Este domingo, Shakira volverá al Zócalo de la Ciudad de México con un concierto gratuito que podría reunir entre 280 mil y 300 mil personas. No es solo una fecha más en su calendario: es el encuentro entre la gira latina más poderosa del momento y el escenario público más simbólico del país.
Antes de llegar al Centro Histórico, la colombiana cumplirá su parada número 13 en el Estadio GNP Seguros, consolidando una racha de presentaciones que han confirmado el momento que atraviesa. Las Mujeres Ya No Lloran World Tour no es simplemente un regreso; es un récord. Con 421.6 millones de dólares recaudados, la gira superó a la de Luis Miguel y se convirtió, según Billboard, en la más exitosa en la historia para un artista latino.
Foto: Billboard
La cifra va más allá del espectáculo: confirma la capacidad de una artista para reinventarse, sostener su relevancia durante décadas y transformar una etapa personal en una conversación cultural global.
Shakira ha entendido desde hace años el poder del espacio abierto como escenario simbólico. En 2024 ofreció un mini concierto gratuito en Times Square para celebrar el lanzamiento de su álbum. En 2026 hará lo propio en la Playa de Copacabana, en Brasil, donde se espera a más de un millón de personas. Y ahora, el turno es nuevamente de la Plaza de la Constitución.
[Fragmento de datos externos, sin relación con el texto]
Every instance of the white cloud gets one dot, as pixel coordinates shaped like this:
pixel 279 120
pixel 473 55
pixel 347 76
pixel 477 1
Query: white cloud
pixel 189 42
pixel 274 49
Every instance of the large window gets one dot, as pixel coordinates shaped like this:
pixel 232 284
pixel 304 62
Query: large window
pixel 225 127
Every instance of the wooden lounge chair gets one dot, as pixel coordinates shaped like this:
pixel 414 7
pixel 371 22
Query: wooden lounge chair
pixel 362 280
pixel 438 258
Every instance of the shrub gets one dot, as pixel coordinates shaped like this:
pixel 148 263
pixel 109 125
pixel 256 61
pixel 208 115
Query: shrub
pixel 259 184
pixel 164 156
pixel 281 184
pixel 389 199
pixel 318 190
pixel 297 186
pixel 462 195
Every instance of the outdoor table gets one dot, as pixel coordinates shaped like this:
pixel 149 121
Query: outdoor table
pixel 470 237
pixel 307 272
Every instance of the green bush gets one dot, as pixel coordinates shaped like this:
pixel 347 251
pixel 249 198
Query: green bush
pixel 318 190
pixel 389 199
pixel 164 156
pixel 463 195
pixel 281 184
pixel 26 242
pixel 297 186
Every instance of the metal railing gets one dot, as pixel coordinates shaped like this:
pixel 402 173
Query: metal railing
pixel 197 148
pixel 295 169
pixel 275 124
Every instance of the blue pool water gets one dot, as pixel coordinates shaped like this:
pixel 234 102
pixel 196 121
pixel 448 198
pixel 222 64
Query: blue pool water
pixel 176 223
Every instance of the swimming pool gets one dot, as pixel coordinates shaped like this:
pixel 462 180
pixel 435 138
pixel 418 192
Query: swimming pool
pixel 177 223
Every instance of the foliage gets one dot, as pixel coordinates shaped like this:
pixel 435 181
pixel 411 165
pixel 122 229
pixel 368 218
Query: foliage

La última vez que se presentó en el Zócalo fue en 2007, durante el Fijación Oral Tour. Aquel concierto reunió alrededor de 210 mil asistentes y se convirtió en uno de los más multitudinarios registrados hasta entonces. Desde entonces, la plaza ha sido termómetro cultural de convocatorias históricas: Los Fabulosos Cadillacs reunieron a 300 mil personas en 2023; Grupo Firme alcanzó 280 mil en 2022; y Paul McCartney convirtió el 10 de mayo de 2012 en una postal inolvidable.
El Zócalo no es un venue cualquiera. No tiene boletaje, no tiene zonas VIP ni experiencias exclusivas. Es un espacio abierto donde la música se vuelve verdaderamente pública. Cantar ahí no solo es convocar multitudes; es inscribirse en una tradición cultural que trasciende la industria.
Este domingo, las cifras importarán. Pero más importante será la imagen: cientos de miles de personas coreando las canciones de una artista que hoy encabeza la gira más exitosa del continente. La plaza más grande para la gira más grande.
Y una vez más, la ciudad convertida en escenario del momento.